Zamiast chabrów

Zamiast chabrów

środa, 24 września 2014

Klasyczna czerwień

Tym razem nie było zaskoczeń z zamówieniem, ale przekonałam się, że czasem warto zakładać dekoracje samochodu przed domem, ponieważ dzięki temu już niedługo będziecie mogli podziwiać różnego rodzaju dekoracje na cadillacu, którym sąsiad wozi Pary Młode ;) Oczywiście nie bardzo lubię takie rzeczy robić przed domem, bo sąsiedzi są różni i niestety zawiść jest wszędzie.
Panna Młoda mimo moich starań i namawiania na niestandardowy bukiet, wybrała klasyczny bukiet w klasycznej czerwieni, a dodatkiem był śniedek.
Dla rodziców na podziękowania były bukiety, z pastelowych róż w kształcie serca - zdjęcia będą jak otrzymam je od Pary Młodej, a tym razem pamiętałam, żeby poprosić o ich zrobienie i przesłanie ;)
Samochód był również ubrany w róże, czerwone - na zdjęcia też będzie trzeba poczekać.

A to wyniki zeszłotygodniowej działalności :)
Bukiet do rzucania
 Bukiet ślubny.


A tu przygotowania do dekoracji samochodu.
A co tam pokaże Wam też zdjęcia, które zrobił mój mąż. Poprosiłam go o to ponieważ karmiłam Małą, a zbliżał się czas odbioru bukietu i nie wiedziałam czy sama zdążę.
To są zdjęcia zrobione przez męża ;) nie ma to jak dobre tło :P



Obiecuję, że jak tylko otrzymam pozostałe zdjęcia to je dorzucę :)

niedziela, 21 września 2014

Weekend poza "światem", czyli ryby, grzyby, jezioro i las

Tym razem mniej kwiatowo, bo co robi Kwiatowa Mama co roku w jeden wrześniowy weekend? Jedzie na ryby z mężem i teściem.
W tym roku pogoda była piękna więc po raz pierwszy zabraliśmy naszą Maludę. Całe dnie na dworze, nad jeziorkiem i w lesie i do ego bez zasięgu i internetu.
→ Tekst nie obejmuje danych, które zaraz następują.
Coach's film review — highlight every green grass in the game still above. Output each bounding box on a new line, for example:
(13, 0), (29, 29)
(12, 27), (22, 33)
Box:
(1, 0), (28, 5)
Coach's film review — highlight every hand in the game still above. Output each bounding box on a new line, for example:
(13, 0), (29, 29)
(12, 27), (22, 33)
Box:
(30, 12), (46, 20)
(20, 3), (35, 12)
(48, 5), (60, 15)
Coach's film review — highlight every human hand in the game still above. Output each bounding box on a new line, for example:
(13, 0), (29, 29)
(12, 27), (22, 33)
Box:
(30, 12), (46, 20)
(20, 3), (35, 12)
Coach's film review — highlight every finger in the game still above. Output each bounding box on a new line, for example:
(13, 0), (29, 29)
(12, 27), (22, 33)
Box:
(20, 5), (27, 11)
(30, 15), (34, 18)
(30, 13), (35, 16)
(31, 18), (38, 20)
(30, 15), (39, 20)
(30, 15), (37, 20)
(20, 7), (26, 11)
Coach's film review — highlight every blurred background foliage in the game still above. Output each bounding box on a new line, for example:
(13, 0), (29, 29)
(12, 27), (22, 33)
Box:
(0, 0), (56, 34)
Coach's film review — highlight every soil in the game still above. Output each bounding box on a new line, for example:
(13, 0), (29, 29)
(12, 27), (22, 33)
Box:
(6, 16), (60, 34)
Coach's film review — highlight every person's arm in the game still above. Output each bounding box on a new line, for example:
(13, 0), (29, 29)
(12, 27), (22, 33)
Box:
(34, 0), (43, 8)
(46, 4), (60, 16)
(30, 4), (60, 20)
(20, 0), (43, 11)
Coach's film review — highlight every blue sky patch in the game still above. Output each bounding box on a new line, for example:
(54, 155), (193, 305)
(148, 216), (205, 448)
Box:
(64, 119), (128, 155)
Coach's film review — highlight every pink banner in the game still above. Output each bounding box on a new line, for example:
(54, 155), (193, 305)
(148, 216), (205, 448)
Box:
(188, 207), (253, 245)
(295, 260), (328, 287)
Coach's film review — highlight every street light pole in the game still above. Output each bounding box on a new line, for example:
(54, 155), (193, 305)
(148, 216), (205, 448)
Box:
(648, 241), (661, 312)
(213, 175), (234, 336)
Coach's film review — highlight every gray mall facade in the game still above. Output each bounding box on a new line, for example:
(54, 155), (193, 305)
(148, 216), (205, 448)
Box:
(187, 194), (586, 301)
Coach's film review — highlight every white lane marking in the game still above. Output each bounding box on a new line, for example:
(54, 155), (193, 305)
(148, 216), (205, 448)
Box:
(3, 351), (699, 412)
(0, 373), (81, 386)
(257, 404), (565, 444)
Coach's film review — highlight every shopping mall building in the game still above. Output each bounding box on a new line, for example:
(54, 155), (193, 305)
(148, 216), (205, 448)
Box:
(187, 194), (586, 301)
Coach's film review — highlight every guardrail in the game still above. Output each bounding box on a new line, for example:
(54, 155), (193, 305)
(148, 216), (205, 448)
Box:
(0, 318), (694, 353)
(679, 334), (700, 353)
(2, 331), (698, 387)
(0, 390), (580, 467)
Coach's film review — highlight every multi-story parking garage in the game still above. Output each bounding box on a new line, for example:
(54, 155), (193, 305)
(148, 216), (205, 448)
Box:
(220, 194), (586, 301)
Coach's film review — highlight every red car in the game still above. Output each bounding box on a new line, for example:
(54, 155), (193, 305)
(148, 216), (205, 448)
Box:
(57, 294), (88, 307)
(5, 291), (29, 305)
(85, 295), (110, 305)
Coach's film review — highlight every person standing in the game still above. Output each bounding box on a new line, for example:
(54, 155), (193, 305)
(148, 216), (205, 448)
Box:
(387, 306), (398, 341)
Mięsko z grilla na obiad i kiełbaska wieczorem z ogniska, oczywiście jak Maluda już zasnęła. Do tego piwko (oczywiście bezalkoholowe dla niektórych ;)) i whisky dla panów.
Zawsze na wyjeździe są punkty obowiązkowe, czyli zbieranie grzybów i łowienie ryb. Może to kogoś zdziwi, ale ja ryby łowić lubię i to bardzo. Zawsze myślałam, że to nudne bo się siedzi i czeka... i tak jest, ale są takie dni, że nie ma szans żeby usiąść :P I to jest najlepsze :)
Niby uważa się łowienie ryb za męskie zajęcie, ale wierzcie mi, że to wciąga. Pierwszą rybę złowiłam o ile dobrze pamiętam w 13 urodziny, będąc na rybach z tatą. To było dopiero przeżycie i satysfakcja, że się udało. I tak od tego czasu uwielbiam łowić ryby :D
Oczywiście są momenty, a nawet godziny, że się nic nie dzieje, ale wtedy ważne jest dobre towarzystwo ;). Na ryby jeździmy już od kilku lat i nie raz przydała się kawiarka... mniam. Gorąca kawa świetnie smakuje, jak marzną ręce i stopy :) Z resztą na wyjeździe łowienie ryb ma być czymś miłym i fajnym, no i dlatego nie wstajemy o 5 czy 6 rano z budzikiem, tylko jak się wyśpimy, później śniadanie i dopiero wtedy ryby, bo co to za przyjemność łowić ryby niewyspanym. Tym bardziej, że siedzieliśmy często w zimnie, w deszczu, przy gęstych mgłach. Chociaż siedzenie w zimnie też ma swoje uroki ;) jak każda inna pogoda.  Nad jeziorkiem bardzo smakuje też piwko (którego w tym roku nie piłam - w zeszłym również, bo Bąbel już był w brzuszku), banany czy wafelki, albo herbatka z termosu.
Najfajniejsze na tym wyjeździe było to, że pogoda była super i  Maluda szalała na kocu, a my wypoczywaliśmy, co jakiś czas zmieniając się przy wędce.
Zabraliśmy na wyjazd chustę i bardzo się przydała, bo było miejsce nas jeziorem, gdzie nie wiedzieliśmy czy przejedziemy wózkiem i mąż zabrał Małą w chustę, żeby dojść do łowiska. Po drodze wybujana zasnęła i mąż był w siódmym niebie, niosąc śpiącego Małego Człowieczka :) 
Chusta przydała się też na grzybach, no bo jak tu jeździć po lesie wózkiem ;) i tym razem też Maluda zasnęła tak więc mąż się trochę nanosił tego dnia i później narzekał, że go plecy bolą bo nie jest przyzwyczajony do prostowania się, a chusta tego wymaga jednak ;P . Co prawda grzybów jakoś nie nazbieraliśmy, ale i tak było fajnie.
Jedyne czego było żal to wracać do domu.


środa, 10 września 2014

Drugi rok działalności i ciąża.

W momencie jak dowiedziałam się o ciąży poza rozterkami, które opisałam w poprzednim poście były również rozmyślania co dalej z pracownia i zleceniami, które już przyjęłam.
Stwierdziłam jednak, że jeżeli się czegoś podjęłam to dopóki będę mogła to zlecenia będę robić.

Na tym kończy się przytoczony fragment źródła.